The QVMAG has an amazing display of relics salvaged from the wreck of the SYDNEY COVE, a ship that went down off Preservation Island in the late 1700’s.
The short version of the amazing epic goes something like this:
The East India Company controlled all western trade in SE Asia in the late 1700’s, and had decided that to trade with the new colony in New South Wales was uneconomic. The market was too small, and it was too dangerous to get there. As it had a monopoly on trade, no one else could trade without the EIC’s permission. A couple of fella’s decided to get permission and become an agent. They buy a boat, a shoal draft, Indian built copy of a British design. Loading it up with mostly rum and cheap china, they set off for Australia from their base in India. They sail south until they hit the roaring forties, hang a left, and go around the bottom of Tasmania on their way up the coast. The travel this route because:
1. They can’t go through Bass Strait because it hasn’t been dissevered yet. That was Bass and Flinders in 1798.
2. They can’t travel down through SE Asia and then down the coast of what’s now Queensland because of the SE trades. Them old square fighters didn’t go that well against the wind.
So, on their way up the coast, they get blown about in strong weather, and find themselves tangled up in the islands of the Furneaux group, specifically Preservation Island, south of Flinders Island.
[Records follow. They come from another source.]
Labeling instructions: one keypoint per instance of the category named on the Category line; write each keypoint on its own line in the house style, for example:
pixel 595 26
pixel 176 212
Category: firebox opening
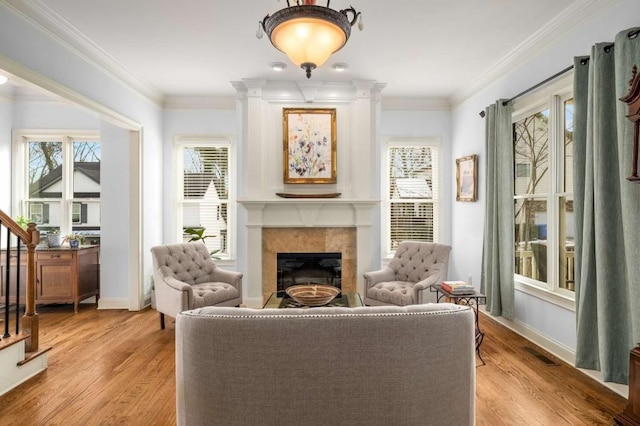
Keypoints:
pixel 309 268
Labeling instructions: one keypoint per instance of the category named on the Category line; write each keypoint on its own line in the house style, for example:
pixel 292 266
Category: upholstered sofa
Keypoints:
pixel 374 365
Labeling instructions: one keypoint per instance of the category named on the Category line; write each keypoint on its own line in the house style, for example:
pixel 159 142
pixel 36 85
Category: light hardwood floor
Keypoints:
pixel 117 367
They where already leaking badly so the captains decides to put the boat aground, but and the wave action pounded the boat and she partially sank. Being shoal draft, they are close to shore. They get most of the Indian crew and all the British officers ashore, and start unloading all the cargo they can salvage. They make a home on the island, which is pretty bloody sparse, small and windswept, while 17 of the fittest blokes make for the colony more than 400 nautical miles away to get help.
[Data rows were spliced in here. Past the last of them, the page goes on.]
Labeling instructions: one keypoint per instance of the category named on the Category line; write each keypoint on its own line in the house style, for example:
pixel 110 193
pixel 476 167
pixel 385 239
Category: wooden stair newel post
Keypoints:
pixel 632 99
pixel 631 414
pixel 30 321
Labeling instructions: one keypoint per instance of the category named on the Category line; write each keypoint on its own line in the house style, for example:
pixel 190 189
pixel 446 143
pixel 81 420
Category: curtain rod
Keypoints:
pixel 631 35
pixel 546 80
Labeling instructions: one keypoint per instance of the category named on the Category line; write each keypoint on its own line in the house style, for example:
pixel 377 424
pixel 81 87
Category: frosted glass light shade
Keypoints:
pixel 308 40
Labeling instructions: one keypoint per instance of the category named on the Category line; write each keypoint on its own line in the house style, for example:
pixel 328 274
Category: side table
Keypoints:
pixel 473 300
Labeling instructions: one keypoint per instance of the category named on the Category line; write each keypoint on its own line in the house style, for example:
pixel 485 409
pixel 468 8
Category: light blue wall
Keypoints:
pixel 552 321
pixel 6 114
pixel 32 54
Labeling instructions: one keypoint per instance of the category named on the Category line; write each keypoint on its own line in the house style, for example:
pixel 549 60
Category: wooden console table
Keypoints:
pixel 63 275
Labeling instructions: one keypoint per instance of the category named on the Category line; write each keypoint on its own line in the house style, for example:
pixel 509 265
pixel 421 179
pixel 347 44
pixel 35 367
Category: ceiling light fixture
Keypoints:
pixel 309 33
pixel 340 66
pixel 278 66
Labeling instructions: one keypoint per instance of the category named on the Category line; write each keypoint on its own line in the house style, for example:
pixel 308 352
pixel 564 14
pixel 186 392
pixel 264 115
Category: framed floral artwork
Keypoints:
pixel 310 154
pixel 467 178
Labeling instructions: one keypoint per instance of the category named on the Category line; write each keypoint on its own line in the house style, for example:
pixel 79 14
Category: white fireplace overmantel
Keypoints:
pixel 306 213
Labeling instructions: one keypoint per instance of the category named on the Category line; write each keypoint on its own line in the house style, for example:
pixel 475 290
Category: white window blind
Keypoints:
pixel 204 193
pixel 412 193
They get slammed by bad weather coming out of the Strait and get shipwrecked on what is now 90 mile beach. They get out and start walking the 600 kilometer stroll across completed unsettled south Eastern Australia. Only 3 blokes from the original party of seventeen reach the colony nearly a year later.
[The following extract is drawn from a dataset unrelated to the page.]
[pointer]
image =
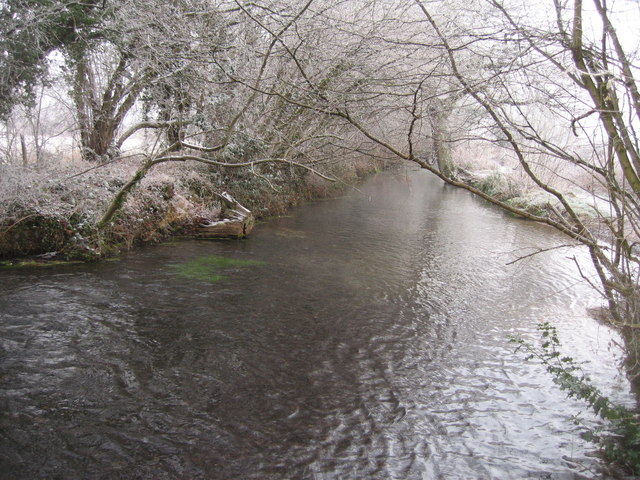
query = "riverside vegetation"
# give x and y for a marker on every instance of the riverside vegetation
(164, 104)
The colony of Botany Bay sends two ships to rescue the other still on the island. They get down there eventually, take on a load of cargo and survivors, but not all can fit. They reckon it’s going to take another trip so half stay behind. Of those two ships, only one makes it back to the colony, the other is never seen again, lost with all hands.
The other ship ends up makes three more trips south by itself to pick up the remaining survivors and what’s left of the cargo. The cargo goes up for auction. Remember it was mostly grog and cheap china… And even then, some of it was lost in the ship wreck. Even so, there is such a shortage of rum in the colony that the profits from the auction were enough to cover the cost of rescue, send the surviving crew back to India, and make enough profit that the fellas back in India that bought the ship in the first place are happy to keep sending ships.
That’s the short version…. the long version can be seen here.
They also have a great collection of old cars, bicycles, trains and engines:
This is business end of a diesel-electric locomotive. This one was built at the rail yards in Launceston in 1955, and decommissioned in the late seventies.
…and, of course, no museum is complete without dinosaurs!